La banque Fortis, nationalisée puis démantelée pour éviter sa déroute, replonge dans l'incertitude, après une décision de justice belge en faveur des petits actionnaires qui gèle provisoirement son rachat par le français BNP Paribas.
Le Premier ministre belge Yves Leterme et son ministre des Finances Didier Reynders se sont penchés dès samedi sur le sort de l'ex-fleuron bancaire belgo-néerlandais Fortis, au centre désormais d'un imbroglio judiciaire.
Le gouvernement, "surpris", réfléchit à une riposte juridique. Un pourvoi en cassation est une option, a indiqué Yves Leterme à la sortie de sa réunion.
"Notre objectif reste prioritairement la protection des clients et des épargnants ainsi que les intérêts des travailleurs de Fortis", a commenté pour sa part Didier Reynders.
"Le projet lancé avec BNP Paribas est le meilleur", a-t-il ajouté. "L'arrêt crée une nouvelle situation juridique, mais il est encore parfaitement possible de continuer à aller de l'avant", selon lui.
Vendredi soir, la Cour d'appel de Bruxelles a donné raison aux petits actionnaires du bancassureur Fortis, qui exigeaient d'être consultés sur la vente par appartements début octobre de leur groupe au français BNP Paribas et à l'Etat néerlandais.
Les actionnaires belges devraient se prononcer au plus tard le 12 février au cours d'une assemblée extraordinaire sur ces décisions.
La participation de l'Etat belge dans Fortis Banque est gelée pour 65 jours, durant lesquels BNP Paribas est tenu de venir si besoin à la rescousse de la banque belge, selon le jugement.
BNP Paribas a affirmé que la suspension temporaire de la transaction "ne remettait pas en cause l'intérêt" porté à Fortis.
"On souhaite clôturer ce projet dans des délais acceptables", a insisté l'un des administrateurs de Fortis, Filip Dierckx.
Mais ce coup de théâtre juridique va-t-il créer lundi un mouvement de panique des clients? Les autres banques pourraient-elles couper les liquidités à Fortis sur le marché interbancaire?
Ces péripéties pourraient être le prétexte pour renégocier de meilleures conditions d'achat avec BNP Paribas. A moins que l'Etat belge ne décide de faire un geste supplémentaire en direction des petits actionnaires.

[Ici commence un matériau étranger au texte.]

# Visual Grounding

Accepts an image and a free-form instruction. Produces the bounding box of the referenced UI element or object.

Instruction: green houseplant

Selon l'accord du 6 octobre, BNP Paribas doit prendre 75% des activités bancaires belges de Fortis (l'Etat belge garde 25%) et 100% des activités assurance en Belgique. La banque française va aussi acquérir 66% de Fortis Luxembourg. L'opération totale se solde à 14,7 milliards d'euros.
"L'Etat ne pouvait pas faire n'importe quoi, c'est une victoire pour les actionnaires de Fortis", a estimé Me Mischaël Modrikamen, l'un des avocats des actionnaires, interrogé samedi par la télévision belge RTBF.
Fortis a été l'une des premières banques européennes touchées par la crise financière venue des Etats-Unis.
Les gouvernements du Benelux ont d'abord, fin septembre, injecté 11,2 milliards d'euros en échange de participations dans des filiales de Fortis, avant leur démantèlement une semaine plus tard.
Le 3 octobre, Fortis cédait ses activités aux Pays-Bas à l'Etat néerlandais. Le 5 octobre, la banque française BNP Paribas annonçait son intérêt pour les branches belge et luxembourgeoise.
Après ce dépeçage, les titres Fortis détenus par les petits actionnaires ont perdu presque toute leur valeur.
Les Pays-Bas ont déjà annoncé la fusion des activités néerlandaises de Fortis avec la banque ABN Amro. Des opérations qui ne seront pas affectées par le verdict belge car elles se sont déroulées sous droit néerlandais, a précisé samedi le ministère néerlandais des Finances.